Now we're again seeing positively reported hiring, associated with another dot-com bubble including "apps" developers related to Google and Apple.

We can't continue an economic safety net system that lets these companies underpay unemployment insurance contributions when they're raking in big profits. We know the bottom will fall out followed by a period of significant unemployment requiring more government debt.

It's a destructive and lengthening cycle as noted last week in a New York Times article headlined Comparing Recoveries: Job Changes:

The chart above shows economywide job changes in this last recession and recovery compared with other recent ones, with the black line representing the current downturn. Since the downturn began in December 2007, the economy has shed, on net, about 5.3 percent of its nonfarm payroll jobs. And that doesn’t even account for the fact that the working-age population has continued to grow, meaning that if the economy were healthy we should have more jobs today than we had before the recession.

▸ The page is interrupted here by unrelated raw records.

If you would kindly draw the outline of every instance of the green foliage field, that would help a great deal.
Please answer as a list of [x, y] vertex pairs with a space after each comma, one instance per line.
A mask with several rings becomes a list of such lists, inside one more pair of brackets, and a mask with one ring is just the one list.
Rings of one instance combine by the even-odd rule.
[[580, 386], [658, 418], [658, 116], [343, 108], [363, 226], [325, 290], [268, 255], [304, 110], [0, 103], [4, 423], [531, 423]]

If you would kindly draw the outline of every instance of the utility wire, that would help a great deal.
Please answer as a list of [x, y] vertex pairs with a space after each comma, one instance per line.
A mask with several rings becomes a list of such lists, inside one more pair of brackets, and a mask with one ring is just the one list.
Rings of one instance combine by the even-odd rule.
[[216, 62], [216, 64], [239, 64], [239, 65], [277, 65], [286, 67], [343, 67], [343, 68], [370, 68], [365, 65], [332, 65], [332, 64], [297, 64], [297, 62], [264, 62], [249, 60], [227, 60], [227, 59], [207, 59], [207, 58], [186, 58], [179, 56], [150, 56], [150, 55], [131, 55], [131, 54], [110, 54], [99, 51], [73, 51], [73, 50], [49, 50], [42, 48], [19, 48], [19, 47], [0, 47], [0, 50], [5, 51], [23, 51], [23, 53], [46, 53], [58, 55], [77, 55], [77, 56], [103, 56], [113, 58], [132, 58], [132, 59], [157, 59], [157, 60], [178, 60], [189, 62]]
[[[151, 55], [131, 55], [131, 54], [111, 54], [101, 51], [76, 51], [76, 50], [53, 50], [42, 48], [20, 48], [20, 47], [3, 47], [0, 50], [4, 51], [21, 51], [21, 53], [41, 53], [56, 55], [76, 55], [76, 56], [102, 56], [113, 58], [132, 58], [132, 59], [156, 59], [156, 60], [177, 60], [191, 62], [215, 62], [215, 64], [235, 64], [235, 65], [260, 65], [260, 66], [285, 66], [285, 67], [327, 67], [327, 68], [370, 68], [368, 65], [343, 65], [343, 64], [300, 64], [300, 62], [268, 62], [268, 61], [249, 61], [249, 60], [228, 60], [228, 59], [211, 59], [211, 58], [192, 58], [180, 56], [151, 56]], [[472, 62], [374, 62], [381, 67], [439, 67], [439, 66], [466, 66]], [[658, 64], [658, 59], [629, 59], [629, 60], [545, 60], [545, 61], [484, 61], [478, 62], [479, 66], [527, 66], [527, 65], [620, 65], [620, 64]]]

The unemployment rate (measured by a different government survey, and based on how many people are without jobs but are actively looking for work) ticked downward to 8.8 percent in February, from 8.9 percent in February. That means joblessness is at its lowest rate in two years. The number may go up again, though, as more discouraged workers return to actively searching for jobs when they hear employers are hiring again.
Something has to be done, or 21st Century America will create a growing underclass of old and young job seekers.